Alexandra Antoine plans to investigate diasporic foodways as collages of connection and remembrance. Focusing on okra, hibiscus, black eye peas, yuca and collard greens, Antoine’s project aims to create conversation around food traditions, cultural affirmations and self-healing.

Mara Baker‘s work is an extended meditation on the intersection of impermanence and regeneration. This residency will allow the artist to use the leftover residues from her installation practice as the base material for a new series of monotypes that echo the fragility of our material systems.

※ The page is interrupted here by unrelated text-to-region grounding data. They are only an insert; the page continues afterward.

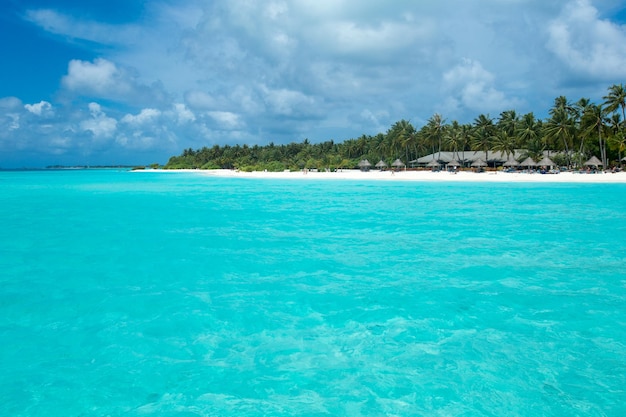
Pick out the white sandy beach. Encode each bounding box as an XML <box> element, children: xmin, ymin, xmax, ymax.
<box><xmin>146</xmin><ymin>168</ymin><xmax>626</xmax><ymax>183</ymax></box>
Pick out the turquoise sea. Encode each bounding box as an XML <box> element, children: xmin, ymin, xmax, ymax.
<box><xmin>1</xmin><ymin>169</ymin><xmax>625</xmax><ymax>416</ymax></box>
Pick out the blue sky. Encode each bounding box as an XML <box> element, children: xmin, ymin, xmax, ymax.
<box><xmin>1</xmin><ymin>0</ymin><xmax>626</xmax><ymax>167</ymax></box>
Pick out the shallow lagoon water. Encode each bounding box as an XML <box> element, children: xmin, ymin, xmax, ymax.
<box><xmin>1</xmin><ymin>170</ymin><xmax>625</xmax><ymax>416</ymax></box>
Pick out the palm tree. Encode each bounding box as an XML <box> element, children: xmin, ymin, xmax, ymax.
<box><xmin>581</xmin><ymin>104</ymin><xmax>609</xmax><ymax>167</ymax></box>
<box><xmin>516</xmin><ymin>112</ymin><xmax>541</xmax><ymax>149</ymax></box>
<box><xmin>458</xmin><ymin>123</ymin><xmax>472</xmax><ymax>167</ymax></box>
<box><xmin>573</xmin><ymin>98</ymin><xmax>592</xmax><ymax>159</ymax></box>
<box><xmin>497</xmin><ymin>110</ymin><xmax>518</xmax><ymax>137</ymax></box>
<box><xmin>609</xmin><ymin>135</ymin><xmax>626</xmax><ymax>167</ymax></box>
<box><xmin>471</xmin><ymin>114</ymin><xmax>495</xmax><ymax>168</ymax></box>
<box><xmin>544</xmin><ymin>107</ymin><xmax>575</xmax><ymax>167</ymax></box>
<box><xmin>397</xmin><ymin>120</ymin><xmax>417</xmax><ymax>162</ymax></box>
<box><xmin>444</xmin><ymin>121</ymin><xmax>463</xmax><ymax>163</ymax></box>
<box><xmin>425</xmin><ymin>114</ymin><xmax>446</xmax><ymax>160</ymax></box>
<box><xmin>375</xmin><ymin>135</ymin><xmax>390</xmax><ymax>160</ymax></box>
<box><xmin>524</xmin><ymin>137</ymin><xmax>546</xmax><ymax>162</ymax></box>
<box><xmin>414</xmin><ymin>130</ymin><xmax>430</xmax><ymax>160</ymax></box>
<box><xmin>492</xmin><ymin>130</ymin><xmax>517</xmax><ymax>161</ymax></box>
<box><xmin>604</xmin><ymin>84</ymin><xmax>626</xmax><ymax>126</ymax></box>
<box><xmin>355</xmin><ymin>135</ymin><xmax>368</xmax><ymax>158</ymax></box>
<box><xmin>608</xmin><ymin>113</ymin><xmax>624</xmax><ymax>166</ymax></box>
<box><xmin>402</xmin><ymin>131</ymin><xmax>418</xmax><ymax>163</ymax></box>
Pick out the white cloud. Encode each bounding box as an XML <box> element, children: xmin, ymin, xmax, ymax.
<box><xmin>0</xmin><ymin>98</ymin><xmax>23</xmax><ymax>132</ymax></box>
<box><xmin>442</xmin><ymin>59</ymin><xmax>519</xmax><ymax>114</ymax></box>
<box><xmin>24</xmin><ymin>101</ymin><xmax>54</xmax><ymax>117</ymax></box>
<box><xmin>260</xmin><ymin>85</ymin><xmax>317</xmax><ymax>116</ymax></box>
<box><xmin>121</xmin><ymin>108</ymin><xmax>162</xmax><ymax>125</ymax></box>
<box><xmin>81</xmin><ymin>102</ymin><xmax>117</xmax><ymax>138</ymax></box>
<box><xmin>62</xmin><ymin>59</ymin><xmax>131</xmax><ymax>96</ymax></box>
<box><xmin>184</xmin><ymin>91</ymin><xmax>217</xmax><ymax>110</ymax></box>
<box><xmin>0</xmin><ymin>97</ymin><xmax>22</xmax><ymax>110</ymax></box>
<box><xmin>207</xmin><ymin>111</ymin><xmax>243</xmax><ymax>129</ymax></box>
<box><xmin>547</xmin><ymin>0</ymin><xmax>626</xmax><ymax>79</ymax></box>
<box><xmin>61</xmin><ymin>58</ymin><xmax>168</xmax><ymax>106</ymax></box>
<box><xmin>25</xmin><ymin>8</ymin><xmax>140</xmax><ymax>46</ymax></box>
<box><xmin>172</xmin><ymin>103</ymin><xmax>196</xmax><ymax>124</ymax></box>
<box><xmin>5</xmin><ymin>0</ymin><xmax>626</xmax><ymax>167</ymax></box>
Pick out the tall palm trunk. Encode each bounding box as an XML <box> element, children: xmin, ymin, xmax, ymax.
<box><xmin>598</xmin><ymin>124</ymin><xmax>606</xmax><ymax>168</ymax></box>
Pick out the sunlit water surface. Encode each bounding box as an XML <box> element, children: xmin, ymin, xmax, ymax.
<box><xmin>1</xmin><ymin>170</ymin><xmax>625</xmax><ymax>416</ymax></box>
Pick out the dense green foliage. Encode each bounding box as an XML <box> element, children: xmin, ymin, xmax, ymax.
<box><xmin>165</xmin><ymin>84</ymin><xmax>626</xmax><ymax>171</ymax></box>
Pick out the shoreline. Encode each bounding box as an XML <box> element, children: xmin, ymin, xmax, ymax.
<box><xmin>140</xmin><ymin>169</ymin><xmax>626</xmax><ymax>183</ymax></box>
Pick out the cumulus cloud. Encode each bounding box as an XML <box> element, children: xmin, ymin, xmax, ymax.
<box><xmin>61</xmin><ymin>58</ymin><xmax>168</xmax><ymax>106</ymax></box>
<box><xmin>184</xmin><ymin>91</ymin><xmax>218</xmax><ymax>110</ymax></box>
<box><xmin>0</xmin><ymin>97</ymin><xmax>23</xmax><ymax>110</ymax></box>
<box><xmin>4</xmin><ymin>0</ymin><xmax>626</xmax><ymax>167</ymax></box>
<box><xmin>172</xmin><ymin>103</ymin><xmax>195</xmax><ymax>124</ymax></box>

Aaron Hughes will be utilizing our screen printing and letterpress facilities to create prints for Autonomous Democracy, a project that explores, archives, and celebrates the history of temporary experiments in direct democracy within liberation movements.

Resident Artist Bios:

Aaron Hughes, March/April 2021

Aaron Hughes is an artist, curator, organizer, teacher, anti-war activist, and Iraq War veteran living in Chicago. He works collaboratively in diverse spaces and media to create meaning out of personal and collective trauma, deconstruct and transform systems of oppression, and seek liberation. Working through an interdisciplinary practice rooted in drawing and printmaking, he develops projects that deconstruct militarism and related institutions of dehumanization. These projects often utilize popular research strategies, experiment with forms of direct democracy, and operate in solidarity with the people most impacted by structural violence.

Mara Baker, May/June 2021

Mara Baker is an interdisciplinary artist who combines traditional fiber processes, found materials, animation, light, and video to create multi-dimensional installations, paintings and prints.  Her work is an extended meditation on the intersection of impermanence and regeneration. She reuses materials over and over, further connecting the work to the ethics of recycling and regeneration. Each project builds on the last, often deconstructing and reconstructing elements of previous installations and paintings responding to the architecture and context of each site or surface.

Alexandra Antoine, July 2021

Alexandra Antoine’s process begins with memory, photography and storytelling. She reflects on her time spent in Léogâne, Haiti, the birthplace of her parents, during her childhood and her time there as an adult. She focuses on the conversations she had with the elders in her immediate family where knowledge of lineage, wisdom and laughter were all shared with her. Traditional practices have lead her back to a familial practice she first learned through her maternal grandfather: Farming. Alexandra questions how the farm can serve as an art studio, and the greater relationship between food and art, and what that means for Black communities.